İlker Aycı beyin yerine gelen Ahmet Bolat’ın önemli bir avantajı, senelerdir, THY dâhil bu sektörün içinde olması nedeniyle, kendine göre neyin doğru neyin yanlış olduğunu değerlendirebilme imkânını elde etmiş olmasıdır. Bu imkân, şimdilik Ahmet Bolat beye güldü. Tabii ki Ahmet Bolat Bey de yazımın başlığı olarak kullandığım “Her yiğidin bir yoğurt yiyişi vardır” atasözümüze uygun davranacak, bizlere göre yanlış olan, ona göre doğru olabilecektir.

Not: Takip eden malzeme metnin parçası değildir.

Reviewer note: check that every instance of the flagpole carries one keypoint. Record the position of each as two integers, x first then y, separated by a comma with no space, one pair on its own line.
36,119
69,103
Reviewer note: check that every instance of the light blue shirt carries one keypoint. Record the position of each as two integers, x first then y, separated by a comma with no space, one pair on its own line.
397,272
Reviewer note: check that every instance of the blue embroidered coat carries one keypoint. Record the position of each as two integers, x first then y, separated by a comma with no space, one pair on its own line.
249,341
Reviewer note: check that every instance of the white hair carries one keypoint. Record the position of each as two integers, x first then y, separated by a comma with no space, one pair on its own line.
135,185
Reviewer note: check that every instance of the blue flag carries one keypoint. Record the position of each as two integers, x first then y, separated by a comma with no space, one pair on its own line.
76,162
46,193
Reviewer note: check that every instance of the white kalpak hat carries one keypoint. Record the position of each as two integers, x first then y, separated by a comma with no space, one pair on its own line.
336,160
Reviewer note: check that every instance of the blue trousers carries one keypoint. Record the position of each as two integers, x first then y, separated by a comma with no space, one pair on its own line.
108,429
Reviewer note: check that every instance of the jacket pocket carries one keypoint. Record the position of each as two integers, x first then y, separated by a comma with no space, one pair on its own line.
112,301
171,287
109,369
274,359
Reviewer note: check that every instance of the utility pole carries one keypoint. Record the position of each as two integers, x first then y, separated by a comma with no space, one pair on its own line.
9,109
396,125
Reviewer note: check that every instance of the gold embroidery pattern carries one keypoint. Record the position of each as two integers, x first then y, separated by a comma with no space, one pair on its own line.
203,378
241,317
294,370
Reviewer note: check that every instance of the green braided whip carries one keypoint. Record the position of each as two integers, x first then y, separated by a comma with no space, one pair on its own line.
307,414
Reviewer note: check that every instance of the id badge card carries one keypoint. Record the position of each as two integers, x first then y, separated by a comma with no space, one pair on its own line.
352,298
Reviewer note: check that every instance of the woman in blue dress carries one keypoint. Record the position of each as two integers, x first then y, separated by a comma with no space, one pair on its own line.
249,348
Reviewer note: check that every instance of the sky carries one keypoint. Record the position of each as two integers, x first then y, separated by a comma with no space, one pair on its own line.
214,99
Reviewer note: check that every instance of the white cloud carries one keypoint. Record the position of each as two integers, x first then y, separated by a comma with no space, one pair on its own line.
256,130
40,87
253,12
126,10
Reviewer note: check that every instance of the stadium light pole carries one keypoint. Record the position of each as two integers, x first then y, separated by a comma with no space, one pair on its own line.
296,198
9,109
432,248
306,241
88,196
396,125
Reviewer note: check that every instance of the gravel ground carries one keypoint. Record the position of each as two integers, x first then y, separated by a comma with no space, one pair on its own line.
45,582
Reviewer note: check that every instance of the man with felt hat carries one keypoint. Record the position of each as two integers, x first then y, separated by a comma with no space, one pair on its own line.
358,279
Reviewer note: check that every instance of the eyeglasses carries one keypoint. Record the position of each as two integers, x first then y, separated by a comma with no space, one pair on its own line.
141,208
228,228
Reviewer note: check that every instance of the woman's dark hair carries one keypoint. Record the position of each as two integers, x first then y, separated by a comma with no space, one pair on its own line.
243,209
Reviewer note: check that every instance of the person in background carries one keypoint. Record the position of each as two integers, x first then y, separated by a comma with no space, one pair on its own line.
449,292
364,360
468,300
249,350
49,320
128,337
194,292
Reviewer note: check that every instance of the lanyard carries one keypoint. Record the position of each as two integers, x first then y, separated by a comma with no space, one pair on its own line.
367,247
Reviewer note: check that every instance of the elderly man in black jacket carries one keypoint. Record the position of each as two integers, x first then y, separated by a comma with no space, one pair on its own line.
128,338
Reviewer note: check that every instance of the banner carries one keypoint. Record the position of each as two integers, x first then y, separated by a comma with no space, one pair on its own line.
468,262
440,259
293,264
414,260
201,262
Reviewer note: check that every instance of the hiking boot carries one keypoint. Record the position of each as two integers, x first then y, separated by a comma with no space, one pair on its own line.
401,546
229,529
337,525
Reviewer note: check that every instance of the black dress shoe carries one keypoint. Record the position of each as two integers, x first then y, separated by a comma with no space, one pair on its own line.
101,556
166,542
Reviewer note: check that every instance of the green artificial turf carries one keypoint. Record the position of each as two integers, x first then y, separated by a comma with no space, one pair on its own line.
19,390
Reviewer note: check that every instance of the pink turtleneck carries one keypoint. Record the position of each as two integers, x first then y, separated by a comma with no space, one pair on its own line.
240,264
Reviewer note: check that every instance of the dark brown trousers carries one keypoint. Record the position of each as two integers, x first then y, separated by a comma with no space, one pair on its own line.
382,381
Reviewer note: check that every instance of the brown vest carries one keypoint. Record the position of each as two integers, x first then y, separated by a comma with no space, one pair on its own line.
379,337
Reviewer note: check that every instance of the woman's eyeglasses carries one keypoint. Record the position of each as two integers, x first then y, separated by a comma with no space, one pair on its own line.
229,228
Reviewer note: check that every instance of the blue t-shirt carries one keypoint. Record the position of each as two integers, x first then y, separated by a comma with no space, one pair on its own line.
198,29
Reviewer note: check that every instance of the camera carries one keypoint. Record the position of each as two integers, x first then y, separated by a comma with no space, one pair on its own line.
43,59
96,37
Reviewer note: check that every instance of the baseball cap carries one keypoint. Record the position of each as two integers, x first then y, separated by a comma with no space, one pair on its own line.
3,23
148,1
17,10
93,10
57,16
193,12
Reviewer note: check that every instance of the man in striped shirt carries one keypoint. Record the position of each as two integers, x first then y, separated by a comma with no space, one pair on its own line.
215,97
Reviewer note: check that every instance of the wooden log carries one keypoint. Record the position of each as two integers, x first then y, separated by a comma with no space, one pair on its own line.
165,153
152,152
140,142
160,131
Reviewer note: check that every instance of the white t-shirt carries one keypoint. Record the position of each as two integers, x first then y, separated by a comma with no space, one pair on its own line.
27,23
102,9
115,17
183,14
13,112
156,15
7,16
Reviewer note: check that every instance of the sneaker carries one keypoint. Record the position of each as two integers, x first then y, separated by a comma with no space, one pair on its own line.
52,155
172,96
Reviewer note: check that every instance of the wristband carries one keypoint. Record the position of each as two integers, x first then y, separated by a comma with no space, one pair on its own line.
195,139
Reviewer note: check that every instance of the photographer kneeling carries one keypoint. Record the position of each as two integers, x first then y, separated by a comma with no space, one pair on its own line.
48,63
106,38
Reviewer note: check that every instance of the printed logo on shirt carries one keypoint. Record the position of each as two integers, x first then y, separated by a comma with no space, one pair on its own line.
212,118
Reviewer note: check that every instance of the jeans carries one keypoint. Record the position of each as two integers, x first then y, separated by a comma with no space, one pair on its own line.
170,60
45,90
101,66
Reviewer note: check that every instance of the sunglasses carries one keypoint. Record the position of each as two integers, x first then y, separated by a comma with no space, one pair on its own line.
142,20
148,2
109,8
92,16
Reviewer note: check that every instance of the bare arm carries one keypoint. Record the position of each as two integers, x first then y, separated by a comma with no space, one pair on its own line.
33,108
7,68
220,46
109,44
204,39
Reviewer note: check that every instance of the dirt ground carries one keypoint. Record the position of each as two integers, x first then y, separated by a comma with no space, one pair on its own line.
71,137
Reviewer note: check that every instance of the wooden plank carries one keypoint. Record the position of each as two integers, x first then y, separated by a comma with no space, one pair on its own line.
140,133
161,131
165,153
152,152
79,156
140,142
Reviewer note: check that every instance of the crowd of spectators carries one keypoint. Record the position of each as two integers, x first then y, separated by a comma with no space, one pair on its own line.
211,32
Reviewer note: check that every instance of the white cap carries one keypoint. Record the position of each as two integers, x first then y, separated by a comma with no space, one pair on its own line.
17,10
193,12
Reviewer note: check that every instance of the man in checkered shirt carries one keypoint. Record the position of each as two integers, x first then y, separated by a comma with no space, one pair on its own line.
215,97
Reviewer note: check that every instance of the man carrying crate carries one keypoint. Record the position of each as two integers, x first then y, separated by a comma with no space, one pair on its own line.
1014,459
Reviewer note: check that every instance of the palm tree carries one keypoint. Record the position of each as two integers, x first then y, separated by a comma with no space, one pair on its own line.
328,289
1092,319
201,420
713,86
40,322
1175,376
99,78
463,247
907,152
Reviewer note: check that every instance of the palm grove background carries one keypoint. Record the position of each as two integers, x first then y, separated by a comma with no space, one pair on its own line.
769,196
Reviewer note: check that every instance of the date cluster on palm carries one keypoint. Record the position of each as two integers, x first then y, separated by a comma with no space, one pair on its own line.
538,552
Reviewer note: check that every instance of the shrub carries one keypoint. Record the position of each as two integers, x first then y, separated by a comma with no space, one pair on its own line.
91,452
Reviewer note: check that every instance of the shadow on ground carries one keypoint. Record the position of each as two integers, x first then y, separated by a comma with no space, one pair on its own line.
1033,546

Bu gerçeklerle gelenin yönetim mantığını, bekleyip görmekten başka çareniz yok. Peki, yeni gelenin yönetim mantığı herkesi memnun edecek midir? Tabii ki hayır… Peki; bazılarınızın memnun, bazılarınızın memnun olmamasına göre başkan yön değiştirir mi? Hiç sanmıyorum. O halde bekleyip yapacağı uygulamaları kendimize göre değerlendirmekten başka yapabileceğimiz bir şey yok.
Futbol takımlarında bile beklentilere göre sıklıkla yönetim değişiyor. Bir teknik direktör geliyor, diğeri gidiyor. Bazen de gelen gideni aratıyor. Bunlar devamlı gördüğümüz manzaralar.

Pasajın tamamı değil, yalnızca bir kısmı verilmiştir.